Baselining test data in your test environment

This post is inspired by project experience. Bitter project experience.

The project was delayed. Classical V-model approach with a couple of rounds of system test and system integration test at the end of the plan. Development turned out to be even more problematic for a number of reasons mostly attributed to the integration betweeen the systems of an internal and an external supplier.

The test team used the waiting time for preparation so when the day came and the environment was smoke tested all pressure lay on the team - and they were ready as ever. Since the additional preparation effort paid off testing managed to stay within the plan for the first round of testing. Thumbs up.

Bugs were fixed, testing started once again and then some more bugs were discovered. An additional round of testing was agreed and planned and just before that was about to start - disaster was discovered.

The configuration of the test environment was flawed. Big time. All the integrations were set up correctly, technical users and other trivial stuff worked but the data and configuration of static data was wrong. All test results were invalid. All bugs were false positives. Everybody, including the project manager, had been so eager to get testing started that nobody had bothered questioning the baseline of the test data configuration. And the initial smoke test had proven that the environment was fully operational for testing - but not that data was correct.

Two weeks wasted. All energy sucked out of the project.

Lesson learned?

Prepare and describe the test data baselining test activities! Especially if test data is crucial to your test.

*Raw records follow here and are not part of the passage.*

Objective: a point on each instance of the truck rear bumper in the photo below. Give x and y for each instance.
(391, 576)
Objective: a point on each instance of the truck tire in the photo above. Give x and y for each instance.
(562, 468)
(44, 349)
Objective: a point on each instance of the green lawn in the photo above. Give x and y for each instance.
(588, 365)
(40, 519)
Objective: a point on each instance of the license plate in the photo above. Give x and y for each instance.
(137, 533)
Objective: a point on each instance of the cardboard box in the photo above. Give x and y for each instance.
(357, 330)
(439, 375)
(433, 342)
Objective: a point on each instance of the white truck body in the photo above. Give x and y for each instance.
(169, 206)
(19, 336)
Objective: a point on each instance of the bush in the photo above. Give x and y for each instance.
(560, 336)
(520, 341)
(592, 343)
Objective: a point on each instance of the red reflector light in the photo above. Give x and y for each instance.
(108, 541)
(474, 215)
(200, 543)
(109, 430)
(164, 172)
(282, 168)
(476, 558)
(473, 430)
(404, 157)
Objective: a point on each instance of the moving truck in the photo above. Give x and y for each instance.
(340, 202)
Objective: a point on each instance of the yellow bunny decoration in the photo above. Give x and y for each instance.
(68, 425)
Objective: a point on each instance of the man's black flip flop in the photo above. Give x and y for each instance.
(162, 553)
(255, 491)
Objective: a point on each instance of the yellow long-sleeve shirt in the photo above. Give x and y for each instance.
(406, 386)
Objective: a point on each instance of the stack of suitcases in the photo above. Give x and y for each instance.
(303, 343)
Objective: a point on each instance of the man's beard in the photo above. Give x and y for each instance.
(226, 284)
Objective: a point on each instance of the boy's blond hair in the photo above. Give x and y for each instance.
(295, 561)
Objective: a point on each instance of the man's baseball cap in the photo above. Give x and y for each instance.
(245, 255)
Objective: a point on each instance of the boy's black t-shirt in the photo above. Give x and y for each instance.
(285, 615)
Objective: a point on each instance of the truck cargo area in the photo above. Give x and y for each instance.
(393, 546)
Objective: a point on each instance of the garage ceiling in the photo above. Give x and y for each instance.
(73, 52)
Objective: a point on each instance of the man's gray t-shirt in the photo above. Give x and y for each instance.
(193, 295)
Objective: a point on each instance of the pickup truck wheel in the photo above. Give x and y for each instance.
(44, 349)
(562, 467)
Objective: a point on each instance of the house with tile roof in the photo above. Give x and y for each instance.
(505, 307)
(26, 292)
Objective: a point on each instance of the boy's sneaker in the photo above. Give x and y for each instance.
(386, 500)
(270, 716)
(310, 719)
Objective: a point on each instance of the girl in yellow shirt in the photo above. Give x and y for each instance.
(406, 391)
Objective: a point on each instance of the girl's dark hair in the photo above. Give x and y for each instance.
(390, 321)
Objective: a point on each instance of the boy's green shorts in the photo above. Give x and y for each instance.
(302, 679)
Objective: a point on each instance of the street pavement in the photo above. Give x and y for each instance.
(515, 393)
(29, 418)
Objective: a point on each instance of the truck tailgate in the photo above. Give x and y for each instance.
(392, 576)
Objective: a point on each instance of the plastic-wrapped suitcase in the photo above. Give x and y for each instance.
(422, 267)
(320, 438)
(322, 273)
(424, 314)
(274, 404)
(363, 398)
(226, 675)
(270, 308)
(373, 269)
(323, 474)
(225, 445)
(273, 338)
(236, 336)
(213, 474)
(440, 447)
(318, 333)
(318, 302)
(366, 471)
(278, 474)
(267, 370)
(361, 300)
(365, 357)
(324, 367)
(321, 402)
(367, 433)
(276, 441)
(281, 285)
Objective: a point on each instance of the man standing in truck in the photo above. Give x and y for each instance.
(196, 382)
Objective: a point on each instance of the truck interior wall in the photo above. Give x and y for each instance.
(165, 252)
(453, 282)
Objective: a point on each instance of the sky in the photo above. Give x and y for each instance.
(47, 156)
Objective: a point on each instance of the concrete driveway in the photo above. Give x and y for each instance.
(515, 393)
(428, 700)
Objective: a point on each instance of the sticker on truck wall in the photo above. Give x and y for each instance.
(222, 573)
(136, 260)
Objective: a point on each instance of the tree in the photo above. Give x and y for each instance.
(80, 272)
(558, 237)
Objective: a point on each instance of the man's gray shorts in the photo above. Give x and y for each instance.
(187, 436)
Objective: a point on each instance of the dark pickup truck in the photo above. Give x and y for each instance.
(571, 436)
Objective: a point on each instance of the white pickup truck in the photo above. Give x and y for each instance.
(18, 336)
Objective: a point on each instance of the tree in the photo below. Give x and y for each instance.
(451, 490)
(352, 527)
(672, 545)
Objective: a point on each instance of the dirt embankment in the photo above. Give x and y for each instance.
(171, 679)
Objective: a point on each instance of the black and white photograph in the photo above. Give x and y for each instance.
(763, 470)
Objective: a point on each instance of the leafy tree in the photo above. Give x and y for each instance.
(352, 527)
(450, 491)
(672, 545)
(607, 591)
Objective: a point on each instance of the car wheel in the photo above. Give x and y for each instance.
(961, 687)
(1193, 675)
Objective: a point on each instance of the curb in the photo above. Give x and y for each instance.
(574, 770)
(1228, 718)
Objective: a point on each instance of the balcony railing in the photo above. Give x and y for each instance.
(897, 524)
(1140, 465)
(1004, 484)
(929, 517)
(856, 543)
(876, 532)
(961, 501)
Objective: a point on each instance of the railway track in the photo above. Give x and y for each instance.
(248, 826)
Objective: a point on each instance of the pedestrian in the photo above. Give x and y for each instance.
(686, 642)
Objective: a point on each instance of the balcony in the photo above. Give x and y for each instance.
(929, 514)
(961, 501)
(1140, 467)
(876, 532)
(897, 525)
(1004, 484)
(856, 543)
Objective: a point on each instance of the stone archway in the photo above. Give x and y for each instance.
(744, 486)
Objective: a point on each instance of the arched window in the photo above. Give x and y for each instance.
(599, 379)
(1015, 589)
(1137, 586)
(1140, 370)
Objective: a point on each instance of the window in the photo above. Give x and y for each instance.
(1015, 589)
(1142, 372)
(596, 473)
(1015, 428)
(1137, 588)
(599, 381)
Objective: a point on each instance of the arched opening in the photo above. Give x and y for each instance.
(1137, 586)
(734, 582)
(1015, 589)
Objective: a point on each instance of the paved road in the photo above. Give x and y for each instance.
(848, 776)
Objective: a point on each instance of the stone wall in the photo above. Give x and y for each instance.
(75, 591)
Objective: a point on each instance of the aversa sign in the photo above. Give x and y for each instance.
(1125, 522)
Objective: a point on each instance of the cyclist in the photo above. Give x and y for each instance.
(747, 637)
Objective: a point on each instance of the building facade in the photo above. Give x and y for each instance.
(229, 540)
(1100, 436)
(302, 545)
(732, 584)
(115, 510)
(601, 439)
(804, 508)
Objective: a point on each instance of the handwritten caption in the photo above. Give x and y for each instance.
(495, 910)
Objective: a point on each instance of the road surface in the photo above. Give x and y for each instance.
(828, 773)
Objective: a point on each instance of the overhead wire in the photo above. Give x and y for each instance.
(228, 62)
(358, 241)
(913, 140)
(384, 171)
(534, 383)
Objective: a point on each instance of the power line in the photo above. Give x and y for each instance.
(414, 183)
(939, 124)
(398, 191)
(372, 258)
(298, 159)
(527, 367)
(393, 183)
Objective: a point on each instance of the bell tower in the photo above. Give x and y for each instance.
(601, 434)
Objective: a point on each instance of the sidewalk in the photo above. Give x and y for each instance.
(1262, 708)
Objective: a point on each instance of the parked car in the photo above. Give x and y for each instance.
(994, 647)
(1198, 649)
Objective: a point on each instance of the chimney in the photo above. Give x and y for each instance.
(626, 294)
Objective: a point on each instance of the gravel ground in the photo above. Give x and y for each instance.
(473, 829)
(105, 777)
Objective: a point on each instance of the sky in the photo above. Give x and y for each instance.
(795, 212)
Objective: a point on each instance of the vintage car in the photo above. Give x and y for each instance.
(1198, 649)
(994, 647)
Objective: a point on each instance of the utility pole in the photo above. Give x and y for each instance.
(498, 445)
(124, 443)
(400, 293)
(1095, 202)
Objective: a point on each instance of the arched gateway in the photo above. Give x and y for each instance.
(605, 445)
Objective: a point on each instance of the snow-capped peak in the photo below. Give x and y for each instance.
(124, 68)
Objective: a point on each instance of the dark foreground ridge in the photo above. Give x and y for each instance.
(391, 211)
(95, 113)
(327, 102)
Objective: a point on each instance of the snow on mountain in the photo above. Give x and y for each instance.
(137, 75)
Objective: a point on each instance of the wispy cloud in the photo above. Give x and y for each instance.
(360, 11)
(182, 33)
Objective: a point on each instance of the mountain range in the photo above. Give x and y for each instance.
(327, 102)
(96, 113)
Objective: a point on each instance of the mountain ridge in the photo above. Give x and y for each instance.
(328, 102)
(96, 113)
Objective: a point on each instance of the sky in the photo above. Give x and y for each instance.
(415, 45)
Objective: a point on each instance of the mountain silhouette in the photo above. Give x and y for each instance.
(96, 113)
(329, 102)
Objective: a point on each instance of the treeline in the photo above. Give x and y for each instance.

  • Identify crucial test data as early as possible
  • Understand how to validate that data in the environment before testing starts
  • Perform a review to get a second opinion
  • Plan a smoke test that focuses on proving that data is present in the desired state in the test environment
  • Execute the smoke test
  • Analyse and understand test result.
The bullets mentioned above might require a few extra hours of planning and preparation - and a very limited test effort. But they will save your project from at least one major risk. The risk of having a perfectly planned test executed - with no value added to the project.

Proving that test data is correct is one of the most tricky tasks for a test team. But a little effort can determine whether it feels right or wrong to go ahead with the test.